SANTIAGO
Chile recorda os 50 anos do golpe de Pinochet sem curar suas feridas
País reivindica compromisso com democracia nos 50 anos do golpe de Pinochet
Por AFP
Sob o lema "Democracia Sempre", o presidente do Chile, o esquerdista Gabriel Boric, liderou um ato no Palácio de La Moneda, bombardeado há 50 anos no golpe de Estado que derrubou o governo de Salvador Allende em 11 de setembro de 1973.
Antecedido por um clima de divisão entre a elite política chilena, o ato de recordação do golpe que instalou a ditadura de Auguto Pinochet (1973-1990) foi marcado por mensagens em defesa da democracia e de condenação a qualquer regime que viole os direitos humanos.
"Não importa a cor do regime que viole os direitos humanos, seja vermelha, azul, ou preta: os direitos humanos devem ser respeitados sempre, e sua violação, condenada sem qualquer sombra", destacou o presidente Boric.
"Não há como separar o golpe do que vimos depois.
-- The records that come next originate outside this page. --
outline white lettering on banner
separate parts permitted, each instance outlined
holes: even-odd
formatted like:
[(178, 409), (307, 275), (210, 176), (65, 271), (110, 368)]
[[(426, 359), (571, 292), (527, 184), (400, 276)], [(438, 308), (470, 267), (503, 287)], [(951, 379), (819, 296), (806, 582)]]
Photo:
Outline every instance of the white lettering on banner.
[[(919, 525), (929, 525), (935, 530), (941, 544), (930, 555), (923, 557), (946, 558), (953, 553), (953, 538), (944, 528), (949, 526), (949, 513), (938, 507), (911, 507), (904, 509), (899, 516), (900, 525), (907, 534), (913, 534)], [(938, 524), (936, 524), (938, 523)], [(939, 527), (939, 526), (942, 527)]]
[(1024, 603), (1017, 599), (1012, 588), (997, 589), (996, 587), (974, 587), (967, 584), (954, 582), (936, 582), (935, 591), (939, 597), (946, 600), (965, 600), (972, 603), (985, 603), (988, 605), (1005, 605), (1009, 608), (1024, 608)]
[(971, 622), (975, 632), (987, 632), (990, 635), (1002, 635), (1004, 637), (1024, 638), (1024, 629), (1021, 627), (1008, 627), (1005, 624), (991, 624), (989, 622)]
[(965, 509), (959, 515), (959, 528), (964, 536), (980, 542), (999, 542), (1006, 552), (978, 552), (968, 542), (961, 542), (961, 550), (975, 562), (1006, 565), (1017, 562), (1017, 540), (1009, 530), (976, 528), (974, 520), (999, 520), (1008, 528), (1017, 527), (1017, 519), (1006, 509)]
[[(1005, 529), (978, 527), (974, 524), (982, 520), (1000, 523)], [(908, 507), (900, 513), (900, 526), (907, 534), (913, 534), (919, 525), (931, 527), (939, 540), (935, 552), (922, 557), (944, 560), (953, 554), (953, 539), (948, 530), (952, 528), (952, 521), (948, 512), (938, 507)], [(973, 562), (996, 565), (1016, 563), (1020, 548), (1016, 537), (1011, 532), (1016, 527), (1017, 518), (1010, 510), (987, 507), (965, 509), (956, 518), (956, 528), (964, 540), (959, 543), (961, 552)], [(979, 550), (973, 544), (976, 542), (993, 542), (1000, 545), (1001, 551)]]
Desde o mesmo momento foram violados direitos humanos", acrescentou o presidente chileno.
Horas antes, o partido de extrema direita UDI, que não participou do ato oficial no palácio presidencial, emitiu um comunicado, no qual garantiu que a queda de Allende ocorreu, devido à "situação extrema enfrentada pelo Chile, marcada pelo ódio, a legitimação da violência como via de ação política e a severa polarização provocada por um setor da esquerda chilena".
"A ruptura" institucional e social "em 11 de setembro se transformou em algo inevitável", escreveu o partido UDI.
"Nos revelamos quando nos dizem que não havia outra alternativa. Certamente havia outra alternativa", disse Boric no ato ante os aplausos de familiares de detidos desaparecidos e os presidentes do México, Andrés López Obrador; da Colômbia, Gustavo Petro; da Bolívia, Luis Arce; e do Uruguai, Luis Lacalle Pou.
Também compareceram ex-presidentes, como o uruguaio José "Pepe" Mujica e o colombiano Juan Manuel Santos, assim como o ex-chefe do Governo espanhol Felipe González e a presidente da associação Avó da Praça de Maio, Estela de Carlotto.
A senadora socialista Isabel Allende, filha do presidente deposto, comoveu os participantes ao narrar sua experiência em 11 de setembro há 50 anos, seguida na primeira fila por Maya Fernández, ministra da Defesa e neta de Salvador Allende.
"Hoje, quando a democracia no mundo enfrenta novas ameaças autoritárias, é mais necessário do que nunca renovar o compromisso de todos e cada um pela democracia. É por isso, presidente (Boric), que é muito valiosa a carta 'Democracia Sempre', que você assinou com todos nossos ex-presidentes do Chile", destacou a senadora.
"Cueca sola"
A cerimônia teve vários momentos carregados de emoção, como o minuto de silêncio que foi observado no exato momento, às 11h52 locais, em que o La Moneda foi bombardeado pela Aeronáutica, há 50 anos. Durante a ditadura, foram 1.747 pessoas assassinadas, e 1.469, desaparecidas.
Em seguida, foi apresentada a "Cueca sola", canção do grupo folclórico da Associação de Familiares de Detentos Desaparecidos, que mostra a dança tradicional do Chile, mas em uma versão na qual uma mulher dança sozinha.
Meio século depois do golpe militar, Chile segue dividido entre os que defendem e repudiam a ditadura.
Hoje, governam os herdeiros políticos de Allende, mas o Partido Republicano, que reivindica o legado de Pinochet, ganhou as recentes votações dos constituintes que redigiram um projeto de Carta Magna para substituir a que foi escrita na ditadura.
Segundo a pesquisa Criteria, 49% consideram que "relembrar o golpe é irrelevante", enquanto 48% dizem que "afeta a convivência futura".
Recordação amarga
A ex-presidente Michelle Bachelet (2006-2010 e 2014-2018) pediu à oposição de direita uma visão mais ampla, em meio à tensão que caracterizou o 50º aniversário do golpe de Estado no Chile.
"Como país, precisamos continuar refletindo e aprendendo com as lições do passado, porque teme-se que, quando há um grau significativo de polarização - como já disse, a política está um pouco tóxica -, o risco de um olhar breve e mesquinho não nos faz bem", disse Bachelet, que foi torturada durante a ditadura e é filha de um general da Força Aérea que morreu depois de também ter sido torturado.
A oposição de direita se absteve de aderir ao compromisso de "defender a democracia das ameaças autoritárias" promovido pelo presidente. Essa declaração estará disponível para todos os convidados assinarem.